The Noda B'Yehuda (Tinyanah Evan HaEzer Siman 79) famously writes in regards to making a match between a bachelor that has the same name as the father of the potential bride that one need not be concerned about this. Rebbe Yehuda HaChossid in his famous will (tzavah) writes that one shouldn't make such a shidduch.
The Noda B'Yehuda writes very strongly against anyone going against what it says in the Talmud, mentioning specifically other relationships (marriage set-ups) that Rebbe Yehuda HaChossid wrote against and that the Talmud permitted or said even was a mitzvah! He writes so strongly that such a person's words shouldn't be accepted. Because of this however he writes afterwards a reason why perhaps Rebbe Yehuda HaChossid was machmir in these things.

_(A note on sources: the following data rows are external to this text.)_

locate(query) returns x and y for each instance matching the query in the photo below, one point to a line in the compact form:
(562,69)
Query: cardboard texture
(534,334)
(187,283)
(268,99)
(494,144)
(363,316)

My question is, would the Noda B'Yehuda speak or feel so strongly against other things it says in the Tzavah? For example (and specifically) not taking a haircut on Rosh Chodesh. Would we have any reason to believe that he also perhaps didn't hold of this prohibition? (Arguably, it's more difficult to believe as much, since this prohibition was already brought in poskim by the time the Noda B'Yehuda lived.) Do we have a proof to this from anywhere or a reason to think that he would also disagree with this point and others?
(Please help add tags to this then remove this line from the question.)